Dans le mouvement de ceux qui cherchent à sortir du mode de vie dicté par le consumérisme libéral, on trouve des originaux qui partent voyager avec un dollar par jour, d’autres qui n’utilisent que de la technologie des années quatre-vingt, d’autres encore qui vont vivre dans des villages écolo. On sourit, c’est cocasse. Mais ces expériences radicales se situent à des années lumière de nos vies, et en attendant, rien ne change pour la majorité.
Il existe pourtant un changement plus petit, plus intime, plus humble peut-être, à la portée de tous : adapter notre usage de ces technologies. Et pour cela, nul besoin de guide spirituel. Je décide d’évacuer tous les plaisirs qui m’asservissent, et de ne plus chercher que le plaisir dans ma liberté. À partir de là, mon utilisation des technologies ne suit plus qu’un seul principe. Ce principe est simple, mais il est à appliquer dans chaque utilisation : Je n’utilise une technologie que si elle ne parasite pas ma rencontre directe avec un lieu, un objet, une idée ou une personne.
Faisons donc une expérience de pensée, en prenant deux usages du téléphone : la communication et l’image.

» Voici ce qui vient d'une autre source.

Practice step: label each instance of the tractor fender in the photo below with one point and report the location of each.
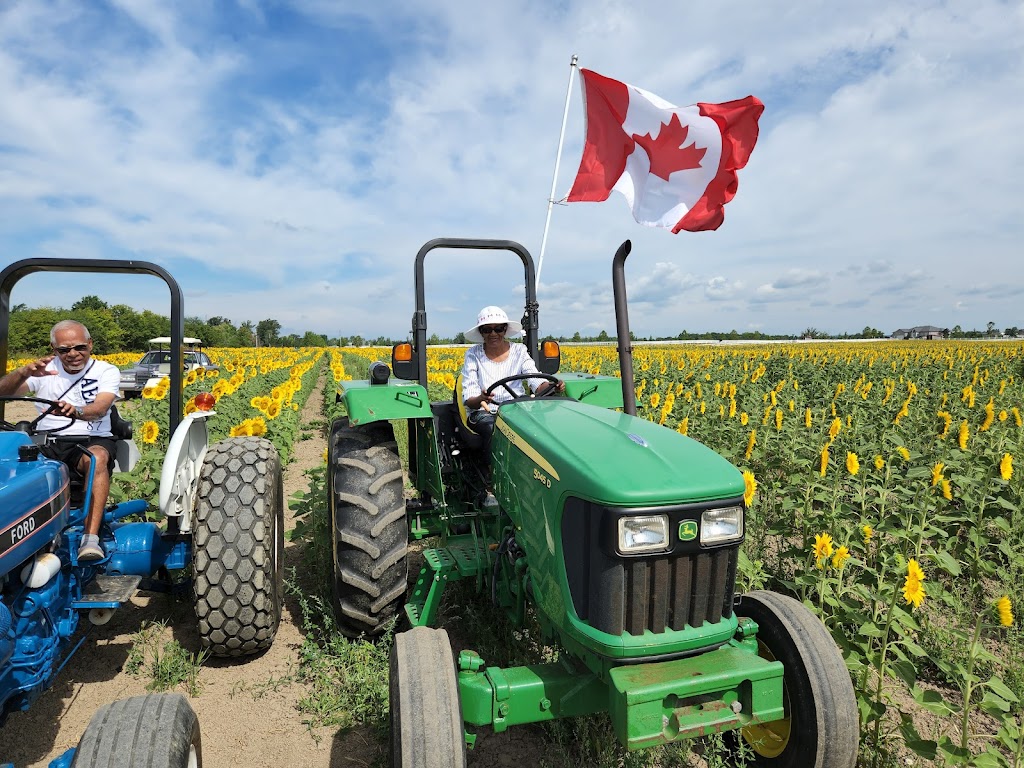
(368, 402)
(182, 463)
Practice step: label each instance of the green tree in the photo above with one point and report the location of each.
(267, 331)
(107, 335)
(30, 331)
(246, 335)
(88, 302)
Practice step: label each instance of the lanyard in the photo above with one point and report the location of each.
(77, 381)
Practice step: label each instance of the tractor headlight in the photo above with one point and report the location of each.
(643, 534)
(721, 525)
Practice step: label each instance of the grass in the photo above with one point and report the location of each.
(166, 663)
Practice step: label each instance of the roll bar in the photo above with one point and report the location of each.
(15, 271)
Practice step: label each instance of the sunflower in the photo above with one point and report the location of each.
(1006, 609)
(835, 427)
(822, 549)
(750, 487)
(964, 435)
(913, 587)
(1007, 467)
(840, 558)
(751, 442)
(852, 463)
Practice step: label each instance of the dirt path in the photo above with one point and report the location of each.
(248, 709)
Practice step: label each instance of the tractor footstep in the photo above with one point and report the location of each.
(109, 591)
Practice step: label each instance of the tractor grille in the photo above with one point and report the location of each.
(669, 591)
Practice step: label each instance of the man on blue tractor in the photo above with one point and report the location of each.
(84, 390)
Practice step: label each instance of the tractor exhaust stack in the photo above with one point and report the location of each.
(623, 327)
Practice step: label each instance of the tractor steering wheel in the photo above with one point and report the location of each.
(31, 427)
(548, 391)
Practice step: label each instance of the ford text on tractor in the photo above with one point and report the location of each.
(222, 518)
(619, 536)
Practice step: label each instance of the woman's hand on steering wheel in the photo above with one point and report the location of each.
(555, 386)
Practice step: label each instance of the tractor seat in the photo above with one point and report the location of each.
(470, 438)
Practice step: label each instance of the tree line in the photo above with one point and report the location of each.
(119, 328)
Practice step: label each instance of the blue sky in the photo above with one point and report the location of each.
(287, 160)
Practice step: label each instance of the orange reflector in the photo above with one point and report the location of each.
(205, 401)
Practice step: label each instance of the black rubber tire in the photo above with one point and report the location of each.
(371, 531)
(239, 546)
(158, 730)
(820, 702)
(426, 717)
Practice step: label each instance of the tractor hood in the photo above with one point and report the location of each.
(614, 458)
(34, 500)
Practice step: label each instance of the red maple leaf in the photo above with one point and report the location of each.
(667, 152)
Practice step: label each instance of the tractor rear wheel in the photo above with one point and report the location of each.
(371, 531)
(819, 729)
(158, 730)
(239, 541)
(426, 718)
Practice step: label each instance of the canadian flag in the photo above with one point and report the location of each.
(676, 166)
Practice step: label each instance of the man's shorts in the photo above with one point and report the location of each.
(67, 450)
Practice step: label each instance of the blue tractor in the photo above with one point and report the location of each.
(222, 518)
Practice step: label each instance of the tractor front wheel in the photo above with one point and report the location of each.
(239, 541)
(819, 729)
(370, 530)
(158, 730)
(426, 719)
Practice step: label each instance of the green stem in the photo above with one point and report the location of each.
(969, 686)
(882, 677)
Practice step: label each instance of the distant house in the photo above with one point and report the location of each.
(919, 332)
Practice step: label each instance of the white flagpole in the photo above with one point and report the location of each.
(554, 179)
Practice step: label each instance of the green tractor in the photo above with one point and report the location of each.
(619, 536)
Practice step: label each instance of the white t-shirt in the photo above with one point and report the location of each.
(97, 377)
(479, 372)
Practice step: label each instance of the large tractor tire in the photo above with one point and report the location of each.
(371, 531)
(426, 718)
(819, 729)
(239, 540)
(158, 730)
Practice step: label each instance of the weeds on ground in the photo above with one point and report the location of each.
(346, 680)
(167, 664)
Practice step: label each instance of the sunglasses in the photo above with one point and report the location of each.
(77, 348)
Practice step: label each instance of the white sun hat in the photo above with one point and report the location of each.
(493, 315)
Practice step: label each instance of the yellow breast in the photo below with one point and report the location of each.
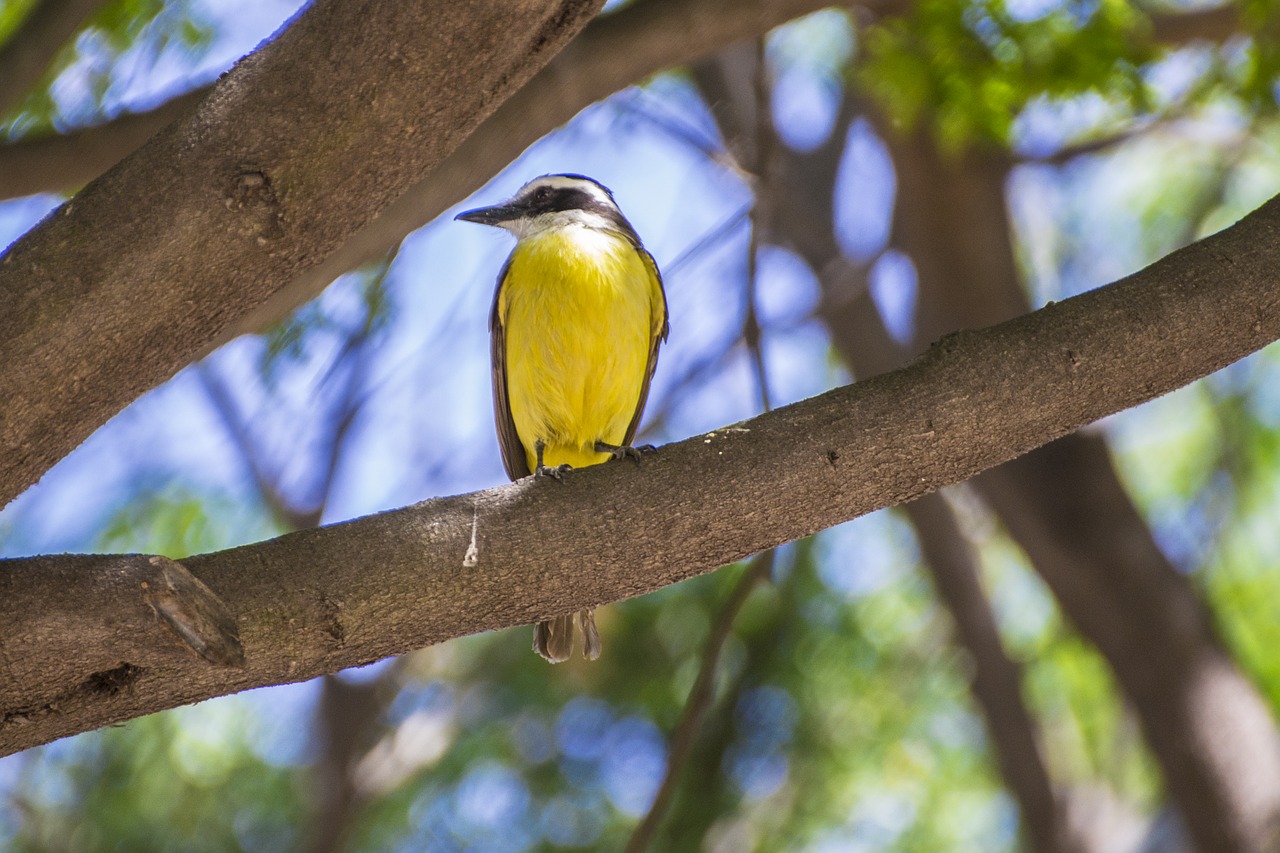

Un téléphone au service de mon intelligence
Mon téléphone cellulaire me permet d’être joignable non pas en tout temps, mais aux temps où je le souhaite. Si je retrouve un ami dans un café, le téléphone est éteint, au fond de mon sac. Et même s’il se mettait à sonner, je n’interromprai pas ma conversation pour dire à quelqu’un « Ouais salut, je peux te rappeler plus tard ? » Une urgence ? Si c’est une urgence, je le saurai bien assez vite.
Dans le métro, grâce à mon téléphone je peux écouter de la musique, une émission de radio, lire des articles. Le transport est peut-être le seul moment de la journée où je me retrouve avec moi-même. Et on voudrait me l’enlever avec des cases, des boules de couleurs et des courses, tous ces jeux sur téléphone pour combler le vide, pour m’empêcher de m’évader, ou tout simplement, de suivre le flot de mes pensées ? Non merci, je ne consomme que des plaisirs élevés en liberté.
Mon téléphone n’est pas intelligent. (Ah bon ?) Non, il n’est pas doué d’intelligibilité (Comment ça ?). Mon téléphone ne comprend rien. (Pourtant…) Mon téléphone ne fait que réagir à ce que je lui dicte. (Bah ça alors !).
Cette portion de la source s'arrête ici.